Saudi Arabia, a notoriously reclusive country, recently announced 90-day tourist e-visas are now available online. This easing of restrictions to non-Islamic foreign visitors is said to be part of the Vision 2030 programme, as the country seeks to wean its economy off oil. When Saudi talks of developing tourism, they’re probably more interested in groups flying in and spending money in resorts and glittering malls or taking guided tours, rather than overlanders roaming self-reliantly around the desert. It may well transpire these new e-visas only apply to fly-ins leaving from the same airport.
How does this relate to overland travel?
As it is, with overland entry only currently possible from Jordan, the Arabian Peninsula is a dead-end for the overlander. And it’s not as if it opens up a new overland route like Myanmar did, or usefully circumvents a blocked area like Iran (for some). It’s just a new country to explore before ferrying on to northeast Africa, western Asia or even Turkey.
Once in a while you heard of travellers transiting Saudi in 72-hours with some difficulty, usually when Egypt or Sudan were not accessible. Vehicles ferried across the Red Sea and were escorted directly to the Jordanian border, or even transported on a truck (RHD cars). Expats with vehicles registered in the Emirates (part of the GCC, see map below) have had an easier time getting out via Saudi. In this post from 2016, the OP was told foreign-plated motorcycles could not be ridden in KSA, though this has obviously been done on a few occasions, right back to 2006.
They may want to issue local number plates, like Egypt.
International Driving Permit probably needed.
Carnet probably not.
Fuel works out 13p a litre.
The thing is, route-wise there is little reason to travel via Saudi except to say you’ve been there. To the south, you can ferry to/from Sudan so dodging Egypt with its protracted entry procedures and CDP. But that aside, Egypt is a fascinating country, probably more so than Saudi.

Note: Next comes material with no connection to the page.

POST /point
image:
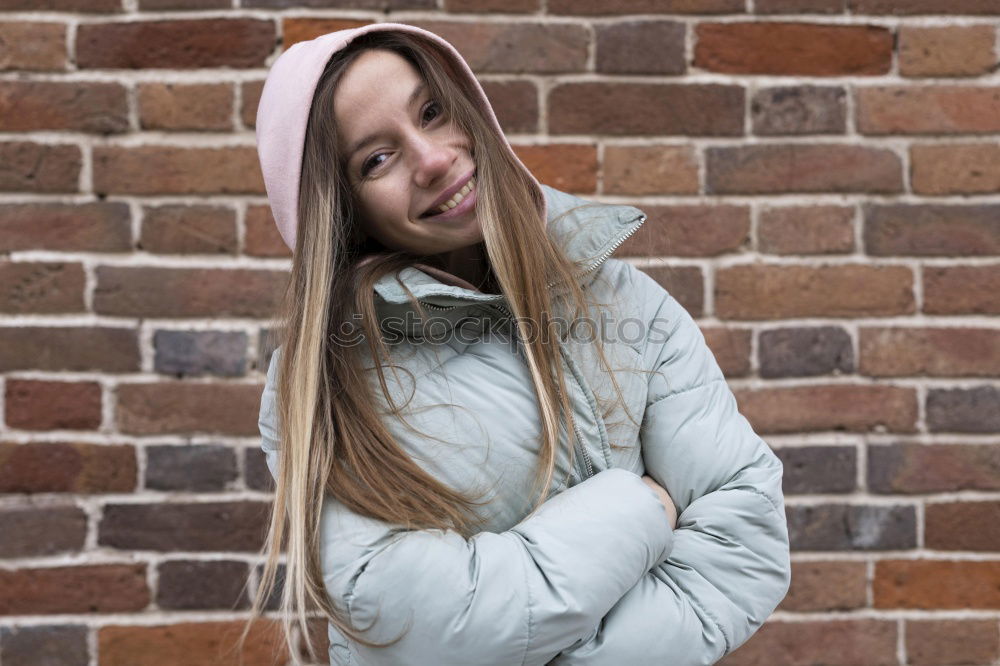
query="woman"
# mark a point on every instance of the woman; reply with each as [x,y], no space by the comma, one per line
[460,475]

To the north is Saudi’s current arch-enemy, Iran which some can enter overland from at least five other countries. Like Egypt, on the UN HMI (Historical Monuments Index) Iran has a much higher rating than Saudi. There are ferries from the Emirates to Bandar Abbas, but Brits, Americans and Canadians can’t travel in Iran without an escort.
Though there was talk of it in 2018, currently there is no ferry from Muscat/Oman to Pakistan. (CDP needed for both places). And even then, it might have only ever been intended for passengers, not vehicles.
Is it ethical?
To some probably not, so don’t go there – or any number of human-rights hellholes commonly visited by overlanders. Solo women are allowed into KSA and, unlike Iran, don’t need to wear a burqa, just dress modestly. Expect some gender segregation in public places. It’s worth looking at laws as they apply to tourists, some of which appear shockingly draconian and are bound to get flouted by mistake.